Let's assume I want to implement a rotation $R_Z(\theta)$ for a lattice-surgery based computation, for $\theta$ being an arbitrary angle (i.e. the gate is not necessarily Clifford nor a $T$-gate).
It can typically be done by
- Decomposing $R_Z(\theta)$ on Clifford+T gateset (possible up to some approximation $\epsilon$). I call $N_T$ the number of $T$-gates in the decomposition.
- The Clifford are "commuted" toward the end of the algorithm (we do the measurement based lattice surgery framework), which changes each of the $T$-gate in $\exp(-i P \pi/8)$ for some single-qubit Pauli $P$ (not anymore necessarily $Z$).

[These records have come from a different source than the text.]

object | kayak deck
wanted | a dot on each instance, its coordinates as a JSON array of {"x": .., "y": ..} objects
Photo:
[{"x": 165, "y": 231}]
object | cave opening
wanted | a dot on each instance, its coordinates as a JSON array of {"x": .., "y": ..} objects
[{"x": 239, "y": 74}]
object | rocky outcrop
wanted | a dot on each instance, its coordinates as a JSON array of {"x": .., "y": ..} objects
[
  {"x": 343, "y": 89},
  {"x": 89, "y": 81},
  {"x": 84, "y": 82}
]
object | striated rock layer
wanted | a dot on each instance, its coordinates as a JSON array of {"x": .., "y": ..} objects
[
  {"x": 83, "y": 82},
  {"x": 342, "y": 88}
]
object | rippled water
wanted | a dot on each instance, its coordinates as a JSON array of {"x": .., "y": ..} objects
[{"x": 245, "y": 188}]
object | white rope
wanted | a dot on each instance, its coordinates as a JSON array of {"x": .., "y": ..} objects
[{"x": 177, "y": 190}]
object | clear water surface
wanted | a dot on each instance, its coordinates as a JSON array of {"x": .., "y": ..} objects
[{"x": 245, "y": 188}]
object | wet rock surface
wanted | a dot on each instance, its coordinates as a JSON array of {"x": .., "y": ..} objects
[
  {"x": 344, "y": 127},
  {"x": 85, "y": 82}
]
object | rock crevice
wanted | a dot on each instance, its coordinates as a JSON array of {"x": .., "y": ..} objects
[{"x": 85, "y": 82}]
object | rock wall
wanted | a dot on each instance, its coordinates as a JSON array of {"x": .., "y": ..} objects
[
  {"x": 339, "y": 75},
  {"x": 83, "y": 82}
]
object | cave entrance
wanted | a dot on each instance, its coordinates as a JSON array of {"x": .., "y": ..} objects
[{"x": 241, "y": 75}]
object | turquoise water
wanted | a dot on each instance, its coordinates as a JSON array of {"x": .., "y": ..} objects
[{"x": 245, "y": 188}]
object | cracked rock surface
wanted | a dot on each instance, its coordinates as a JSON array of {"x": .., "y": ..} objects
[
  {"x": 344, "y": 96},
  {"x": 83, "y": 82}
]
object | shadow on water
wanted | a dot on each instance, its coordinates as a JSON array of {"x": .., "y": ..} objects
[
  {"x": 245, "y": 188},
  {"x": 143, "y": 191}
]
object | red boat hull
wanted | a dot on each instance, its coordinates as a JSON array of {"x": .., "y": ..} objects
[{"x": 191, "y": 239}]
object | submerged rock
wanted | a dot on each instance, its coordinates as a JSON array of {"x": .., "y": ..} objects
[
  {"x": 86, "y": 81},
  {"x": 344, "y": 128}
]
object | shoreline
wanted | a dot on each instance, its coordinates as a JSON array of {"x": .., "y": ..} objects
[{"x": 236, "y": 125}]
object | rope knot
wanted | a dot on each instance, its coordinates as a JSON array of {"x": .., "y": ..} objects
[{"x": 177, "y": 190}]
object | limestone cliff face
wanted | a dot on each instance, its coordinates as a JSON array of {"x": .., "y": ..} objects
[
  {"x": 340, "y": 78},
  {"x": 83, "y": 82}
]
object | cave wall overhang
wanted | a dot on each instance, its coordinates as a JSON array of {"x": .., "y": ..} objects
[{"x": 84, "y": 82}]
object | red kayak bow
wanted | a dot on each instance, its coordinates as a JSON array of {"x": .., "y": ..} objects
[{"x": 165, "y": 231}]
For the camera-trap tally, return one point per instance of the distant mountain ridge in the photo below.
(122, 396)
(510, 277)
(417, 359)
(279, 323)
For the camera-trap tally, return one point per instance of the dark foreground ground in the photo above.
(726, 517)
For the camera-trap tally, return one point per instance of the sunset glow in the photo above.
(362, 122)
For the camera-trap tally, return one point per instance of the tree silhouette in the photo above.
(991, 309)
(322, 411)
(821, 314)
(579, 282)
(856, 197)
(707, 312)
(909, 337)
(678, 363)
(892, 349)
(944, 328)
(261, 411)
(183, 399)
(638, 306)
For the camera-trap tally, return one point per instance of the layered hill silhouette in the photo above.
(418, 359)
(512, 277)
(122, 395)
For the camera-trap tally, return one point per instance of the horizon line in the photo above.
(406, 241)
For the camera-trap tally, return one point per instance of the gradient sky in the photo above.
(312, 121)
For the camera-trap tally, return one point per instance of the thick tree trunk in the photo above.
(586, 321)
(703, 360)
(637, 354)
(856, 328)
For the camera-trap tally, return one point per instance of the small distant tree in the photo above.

Hence, the duration of one $R_Z(\theta)$ should from my understanding be equal to $N_T$ logical timesteps. If we have many $R_Z(\theta)$ gates, the total duration of these gates should be $N_T \times D_R$ where $D_R$ is the depth associated to these gates (the number of layers containing at least one gate $R_Z(\theta)$).
However, while reading this paper (which explains the assumptions behind the Azure resource estimator), assuming no $T$-gates nor Toffoli nor measurements are in the end-user algorithm, they would find a total number of logical timestep, based on Eq (D3) on page 30:
$$C_{\min}=M_R+N_T \times D_R$$
What I call $N_T$ correspond to their $A \log_2(M_R/\epsilon)+B$ in their notation.
Basically, they add on my counting $M_R$ which is the total number of $R_Z(\theta)$ gates. Why should it be added? Isn't the term $N_T \times D_R$ sufficient?
[Edit]: Below is a concrete example showing why for me $C_{\min}=N_T \times D_R$ should be the formula (without $M_R$):
Left: two logical qubits are shown, on each of them I implement a $R_Z$ (of an angle that is not Clifford, and neither the one of a $T$-gate (i.e. not $\pi/4$).
Middle: this rotation is decomposed on Clifford+T gateset (the gates with label "C" represent single qubit Clifford).
Right: The Clifford are commuted through the $T$-gates. It results a circuit with only "generalized" $T$-gates (i.e. the rotation angle are $\pi/4$ but not necessarily around the $Z$ axis for the $T_i$).
In this example the circuit depth would be $N_T \times D_R$: I don't get why we should add $M_R$ on top.
The ancilla doing state injection are not represented in this image, but they would not change the number of logical timesteps (as doing one of the $T$-gate is essentially measuring a multi-Pauli observable which is done in a single timestep).